The warning from the nation’s largest university, with some 40,00 students, applies “especially” to students staying in nations with “poorly developed health services,” as well as countries, “for example the USA,” with a “poorly developed collective infrastructure.”
At least 378 people in Australia have tested positive while five people have died after contracting COVID-19, one in WA, three in NSW and one in Queensland.
The virus has killed more than 4,000 people worldwide and continues to spread at a rapid pace.
The alert notes it can be difficult in the US to “get transport to the airport if you don’t have a car.” It added, apparently referring to “poorly developed health services,” that, “The same applies if you don’t have health insurance.”

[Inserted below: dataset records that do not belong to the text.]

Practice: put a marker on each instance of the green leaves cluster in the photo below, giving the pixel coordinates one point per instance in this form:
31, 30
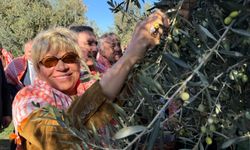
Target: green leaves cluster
21, 20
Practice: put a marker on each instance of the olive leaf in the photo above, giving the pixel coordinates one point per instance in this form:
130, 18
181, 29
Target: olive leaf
127, 131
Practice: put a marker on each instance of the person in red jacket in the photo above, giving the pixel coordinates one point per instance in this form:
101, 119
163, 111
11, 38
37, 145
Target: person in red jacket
5, 101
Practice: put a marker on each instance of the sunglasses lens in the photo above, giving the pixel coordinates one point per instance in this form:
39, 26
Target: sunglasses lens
70, 58
52, 61
49, 62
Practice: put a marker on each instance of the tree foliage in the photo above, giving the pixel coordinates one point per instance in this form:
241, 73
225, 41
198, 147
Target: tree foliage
125, 21
21, 20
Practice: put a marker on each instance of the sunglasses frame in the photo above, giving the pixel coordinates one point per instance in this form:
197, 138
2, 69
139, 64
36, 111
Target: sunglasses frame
43, 61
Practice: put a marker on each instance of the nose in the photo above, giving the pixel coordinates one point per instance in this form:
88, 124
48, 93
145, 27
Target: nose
61, 66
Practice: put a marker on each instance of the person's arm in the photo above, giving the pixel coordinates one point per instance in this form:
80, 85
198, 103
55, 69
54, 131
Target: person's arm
112, 81
45, 134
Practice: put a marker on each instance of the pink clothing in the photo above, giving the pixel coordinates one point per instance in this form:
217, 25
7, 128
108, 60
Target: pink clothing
7, 56
41, 94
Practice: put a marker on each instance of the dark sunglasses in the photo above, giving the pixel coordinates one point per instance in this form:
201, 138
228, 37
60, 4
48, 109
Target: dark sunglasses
52, 61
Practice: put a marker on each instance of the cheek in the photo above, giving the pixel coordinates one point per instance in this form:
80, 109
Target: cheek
45, 73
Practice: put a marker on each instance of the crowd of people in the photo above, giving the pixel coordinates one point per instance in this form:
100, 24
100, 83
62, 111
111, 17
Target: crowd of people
50, 73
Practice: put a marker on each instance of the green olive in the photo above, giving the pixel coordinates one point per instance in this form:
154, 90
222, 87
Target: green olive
201, 108
244, 78
209, 141
212, 128
231, 76
247, 114
203, 129
234, 14
227, 20
184, 96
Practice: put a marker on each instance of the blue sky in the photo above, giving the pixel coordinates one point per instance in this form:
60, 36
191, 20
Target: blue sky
98, 11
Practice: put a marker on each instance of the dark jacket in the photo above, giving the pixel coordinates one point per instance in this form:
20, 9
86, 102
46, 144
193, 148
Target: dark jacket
5, 100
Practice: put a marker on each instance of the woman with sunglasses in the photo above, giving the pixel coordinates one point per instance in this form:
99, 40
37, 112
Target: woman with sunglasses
55, 55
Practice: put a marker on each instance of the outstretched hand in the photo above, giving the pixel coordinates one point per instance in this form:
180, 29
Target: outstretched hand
147, 33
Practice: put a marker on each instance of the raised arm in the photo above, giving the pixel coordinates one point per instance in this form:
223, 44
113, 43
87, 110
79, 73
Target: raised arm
142, 39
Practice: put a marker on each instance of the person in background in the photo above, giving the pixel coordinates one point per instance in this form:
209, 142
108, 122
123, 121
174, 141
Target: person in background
5, 100
5, 56
20, 71
56, 58
109, 50
87, 41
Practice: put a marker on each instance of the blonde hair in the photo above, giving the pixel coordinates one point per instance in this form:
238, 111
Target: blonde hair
54, 39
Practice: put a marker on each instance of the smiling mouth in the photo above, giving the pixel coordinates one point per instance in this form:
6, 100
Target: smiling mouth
64, 75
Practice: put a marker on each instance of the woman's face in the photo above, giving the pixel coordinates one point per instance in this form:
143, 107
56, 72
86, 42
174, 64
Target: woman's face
63, 75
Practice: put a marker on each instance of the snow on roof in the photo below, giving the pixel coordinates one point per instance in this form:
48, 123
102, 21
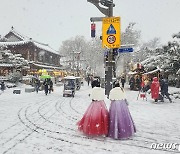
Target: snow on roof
70, 77
45, 47
6, 65
13, 43
46, 66
27, 40
23, 37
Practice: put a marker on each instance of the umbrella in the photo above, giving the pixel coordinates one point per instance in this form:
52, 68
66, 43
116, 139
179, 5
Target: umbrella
45, 76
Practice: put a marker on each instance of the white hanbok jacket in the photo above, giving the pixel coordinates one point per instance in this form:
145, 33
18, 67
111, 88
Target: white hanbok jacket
97, 94
117, 94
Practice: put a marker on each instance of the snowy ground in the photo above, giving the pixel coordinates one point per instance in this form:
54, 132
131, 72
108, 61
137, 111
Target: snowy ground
37, 124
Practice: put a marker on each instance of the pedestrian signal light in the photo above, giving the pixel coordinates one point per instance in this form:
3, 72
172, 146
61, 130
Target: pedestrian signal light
93, 30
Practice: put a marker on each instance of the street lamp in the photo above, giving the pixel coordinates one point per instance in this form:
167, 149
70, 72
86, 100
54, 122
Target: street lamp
107, 11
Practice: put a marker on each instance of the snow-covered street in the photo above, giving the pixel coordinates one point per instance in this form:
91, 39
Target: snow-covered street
37, 124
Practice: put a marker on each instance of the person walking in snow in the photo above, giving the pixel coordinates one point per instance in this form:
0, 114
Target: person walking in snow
2, 86
123, 81
132, 83
37, 85
164, 89
121, 125
45, 83
95, 120
155, 86
50, 85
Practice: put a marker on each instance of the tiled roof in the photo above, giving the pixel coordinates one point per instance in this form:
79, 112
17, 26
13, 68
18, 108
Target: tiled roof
27, 40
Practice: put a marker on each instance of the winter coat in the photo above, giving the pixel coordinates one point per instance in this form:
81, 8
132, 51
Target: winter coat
95, 83
45, 86
2, 86
164, 86
155, 88
97, 94
117, 94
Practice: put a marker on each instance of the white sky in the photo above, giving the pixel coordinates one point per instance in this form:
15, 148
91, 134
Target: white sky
53, 21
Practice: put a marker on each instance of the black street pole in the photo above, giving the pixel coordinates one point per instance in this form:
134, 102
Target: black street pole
109, 71
109, 65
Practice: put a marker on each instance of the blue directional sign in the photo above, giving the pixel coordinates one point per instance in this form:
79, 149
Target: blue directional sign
125, 49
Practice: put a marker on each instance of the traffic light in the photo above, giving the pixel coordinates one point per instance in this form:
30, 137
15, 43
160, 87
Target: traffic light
93, 30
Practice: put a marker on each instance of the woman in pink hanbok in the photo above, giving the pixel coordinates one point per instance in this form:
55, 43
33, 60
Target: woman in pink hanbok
95, 120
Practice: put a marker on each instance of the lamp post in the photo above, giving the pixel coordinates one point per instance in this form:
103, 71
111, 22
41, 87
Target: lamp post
108, 11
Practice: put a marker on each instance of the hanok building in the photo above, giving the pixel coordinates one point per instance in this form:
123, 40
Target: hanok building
39, 56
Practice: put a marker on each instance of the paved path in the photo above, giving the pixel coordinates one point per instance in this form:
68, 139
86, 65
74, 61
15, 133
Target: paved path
34, 123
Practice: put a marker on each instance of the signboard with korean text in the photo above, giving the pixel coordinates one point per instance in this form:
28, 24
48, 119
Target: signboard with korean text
111, 32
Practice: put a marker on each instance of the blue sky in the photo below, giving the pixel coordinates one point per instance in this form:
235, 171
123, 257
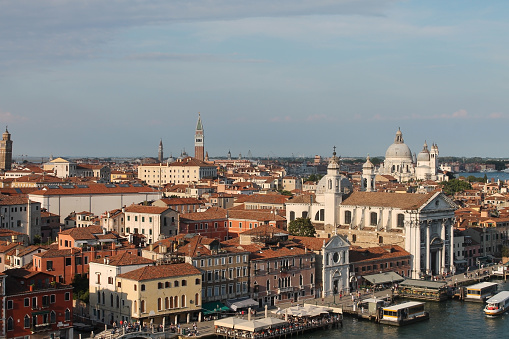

“In line with the advice from the Ministry of Foreign Affairs, I, as NTNU’s Rector, strongly recommend that all NTNU students who are outside Norway return home.
This applies especially if you are staying in a country with poorly developed health services. This also applies for countries with poorly developed collective infrastructure, for example the USA, where it can be difficult to get transport to the airport if you don’t have a car. The same applies if you don’t have health insurance.”
The university’s alert came as Norway’s Ministry of Foreign Affairs issued a statement Saturday advising all Norwegian citizens abroad to return home.
Norway is shutting down its airports and harbors to foreign travelers on Monday. Norwegians will be allowed to return home — though they’ll have to be quarantined for 14 days.
In 2018 private meeting with lawmakers, President Donald Trump reportedly expressed a desire for more immigrants from Norway after complaining about people moving to the U.S. from “shithole countries,” and naming Africa and Haiti, according to one of those present. Responses from Norwegians at the time indicated they were quite happy where they were.